I’d seen Helen Macdonald give a reading at one of the festivals that had gone online in 2020 or ’21, from the title essay of this book, and I decided to buy it with my birthday money. Vesper Flights is one of the longer pieces in the book and contains some enchanting imagery related to swifts and their flight. Many of the essays feature birds, as you might expect from someone who is known for a book called H is for Hawk, but there are also fungi, deer, a wild boar and a fair few people.
I started reading it a couple of days before Christmas, thinking it would be just the thing for the six or seven hours’ return train journey to see OneMonkey’s dad. It’s a little less than three-quarters of an inch thick, about 260 pages, but what with my slowed-down reading speed and pauses to look out at the scenery of North Yorkshire and County Durham or ponder what I’d read, I only got halfway through. The other half then took me another three weeks, an essay or short musing slipped in between work and tea or washing up and bed.
The book is one that might be referred to as not really a nature book, in Richard Smyth’s 2017 essay on the limitations of nature writing. All the pieces except one (The Student’s Tale) contain ‘nature’ if you like – observations on a species or habitat, information about a study carried out in the distant past, an account of a trip to a nature reserve – but few of them are solely about the species or habitat in question, though the paperback says ‘nature writing’ on the back cover next to the price. Many of the pieces put me in mind of the kind of article I might read in the weekend edition of a newspaper, not because the topic particularly interested me but because I was idly browsing and the first paragraph caught my attention. Indeed, I believe a lot of them were written for The New York Times Magazine and New Statesman, i.e. for a general readership.

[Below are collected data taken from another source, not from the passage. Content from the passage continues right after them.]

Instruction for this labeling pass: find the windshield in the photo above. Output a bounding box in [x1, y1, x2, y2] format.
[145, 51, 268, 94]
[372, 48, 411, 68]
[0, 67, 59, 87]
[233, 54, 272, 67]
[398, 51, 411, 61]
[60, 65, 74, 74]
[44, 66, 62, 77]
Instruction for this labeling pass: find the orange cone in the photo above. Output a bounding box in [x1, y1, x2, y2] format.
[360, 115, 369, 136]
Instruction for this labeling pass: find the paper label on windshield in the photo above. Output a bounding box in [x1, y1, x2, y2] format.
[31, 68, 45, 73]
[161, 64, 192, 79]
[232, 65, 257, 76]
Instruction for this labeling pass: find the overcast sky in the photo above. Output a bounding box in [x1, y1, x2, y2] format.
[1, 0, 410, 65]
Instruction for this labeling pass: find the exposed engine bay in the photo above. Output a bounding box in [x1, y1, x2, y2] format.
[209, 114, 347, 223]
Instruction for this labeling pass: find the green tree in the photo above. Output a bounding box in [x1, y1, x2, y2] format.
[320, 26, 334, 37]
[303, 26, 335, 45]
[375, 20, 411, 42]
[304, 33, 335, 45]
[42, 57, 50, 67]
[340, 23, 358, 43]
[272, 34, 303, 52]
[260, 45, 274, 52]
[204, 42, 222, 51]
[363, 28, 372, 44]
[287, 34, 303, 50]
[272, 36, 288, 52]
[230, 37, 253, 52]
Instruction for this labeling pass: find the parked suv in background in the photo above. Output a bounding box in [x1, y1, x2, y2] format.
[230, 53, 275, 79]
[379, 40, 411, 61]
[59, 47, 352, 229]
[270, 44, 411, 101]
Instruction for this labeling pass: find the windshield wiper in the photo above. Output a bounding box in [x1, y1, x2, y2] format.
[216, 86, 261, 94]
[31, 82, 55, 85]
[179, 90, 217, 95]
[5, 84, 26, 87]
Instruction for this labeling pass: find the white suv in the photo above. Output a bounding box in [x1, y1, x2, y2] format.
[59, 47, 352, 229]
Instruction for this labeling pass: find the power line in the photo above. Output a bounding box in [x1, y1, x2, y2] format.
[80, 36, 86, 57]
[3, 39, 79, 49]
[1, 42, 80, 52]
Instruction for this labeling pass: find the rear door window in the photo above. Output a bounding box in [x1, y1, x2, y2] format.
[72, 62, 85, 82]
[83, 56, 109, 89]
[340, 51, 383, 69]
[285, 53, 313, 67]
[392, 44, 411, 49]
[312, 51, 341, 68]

This is a book then for the curious non-specialist. Someone with a passing interest in nature, perhaps, eager to read descriptions of it by someone more deeply immersed – a casual dipper, willing to be drawn in. Or someone like me who shies away from Latin names and technical terms (despite being a trained scientist who has studied Latin) but is keen to learn more about the wondrous things they see while out walking, or watching from an upstairs window while working from home. And Macdonald does talk of wondrous things, and of the need for both science and a dash of magic, of awe.

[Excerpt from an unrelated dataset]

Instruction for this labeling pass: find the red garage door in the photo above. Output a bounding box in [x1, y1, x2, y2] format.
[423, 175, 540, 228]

In my experience if you go out hoping for revelation you will merely get rained upon.
Helen Macdonald, The Numinous Ordinary in Vesper Flights
One of the aspects I enjoyed was the accessibility of most of the experiences in Vesper Flights. Sometimes it feels as though nature writing is all about wealthy chaps communing in the wilderness (see Richard Smyth’s other delightful essay, The State of Nature). Although there is a trip to South America and to the Empire State Building in Vesper Flights, for the most part these are urban and suburban adventures in the UK. Watching peregrine falcons on the other side of a metal fence at a disused power station, or a small flock of migrating birds outside a shopping centre, doesn’t feel like the preserve of a particular strata of society. However, that the author is middle-class and Cambridge educated does come forcibly to the fore in Birds, Tabled which is mainly about caged songbirds kept by ‘the working classes’, and which I found patronising and slightly offensive. It reminded me that authors assume a shared understanding of the world with their readers, and when that isn’t the case the reader can feel excluded at best. It’s also good evidence for why the recent push for working class nature writers isn’t as daft as some people seem to think.

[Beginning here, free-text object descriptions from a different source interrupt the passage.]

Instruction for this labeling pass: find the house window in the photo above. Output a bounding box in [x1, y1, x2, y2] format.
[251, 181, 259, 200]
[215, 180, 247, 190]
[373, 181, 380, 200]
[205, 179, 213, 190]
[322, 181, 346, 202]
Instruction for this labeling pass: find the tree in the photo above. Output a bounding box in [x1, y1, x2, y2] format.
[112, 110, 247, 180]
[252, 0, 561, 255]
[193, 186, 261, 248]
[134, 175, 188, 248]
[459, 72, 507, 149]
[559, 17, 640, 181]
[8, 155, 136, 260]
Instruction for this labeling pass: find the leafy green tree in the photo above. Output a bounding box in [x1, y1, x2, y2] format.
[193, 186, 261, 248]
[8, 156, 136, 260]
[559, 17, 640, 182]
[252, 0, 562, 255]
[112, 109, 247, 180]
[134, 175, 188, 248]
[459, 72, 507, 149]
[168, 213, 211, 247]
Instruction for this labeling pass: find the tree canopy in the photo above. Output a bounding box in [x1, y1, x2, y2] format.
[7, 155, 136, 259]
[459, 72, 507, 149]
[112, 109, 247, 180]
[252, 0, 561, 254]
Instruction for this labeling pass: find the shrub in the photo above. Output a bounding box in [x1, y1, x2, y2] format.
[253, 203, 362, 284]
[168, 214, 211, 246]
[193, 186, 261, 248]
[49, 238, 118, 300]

Because this is nature-based writing for a general readership, Macdonald often weaves topics together to make the reader look at the world differently. For instance, migrating birds and migrating people, or the onset of migraines and the onset of climate catastrophe. One theme that recurs is how our cultural context shapes our interpretation of animal behaviour, which was interesting. Current affairs naturally creep in (the dates of each piece for context would have been nice, but I say that about most collections) and you can spot recurring fears and preoccupations like Brexit, the plight of refugees, Donald Trump – if you’re not centre-left some of it will start to irritate you, I imagine. I found The Student’s Tale jarringly out of place: a nicely written piece but I bought this book as ‘nature writing’ and couldn’t understand why an account of an epidemiology student seeking asylum in the UK had been included.
On the whole I enjoyed the book. I learnt some scientific and historical facts, I looked at a few things differently, and on the way I enjoyed some lovely, atmospheric descriptions of animals and places, that were at times quite magical. I haven’t read many books that would be classed as nature writing and purists might dismiss this collection but if it encourages a wider readership to take notice of their surroundings and the effects of their choices as homeowners or consumers then that has to be a good thing.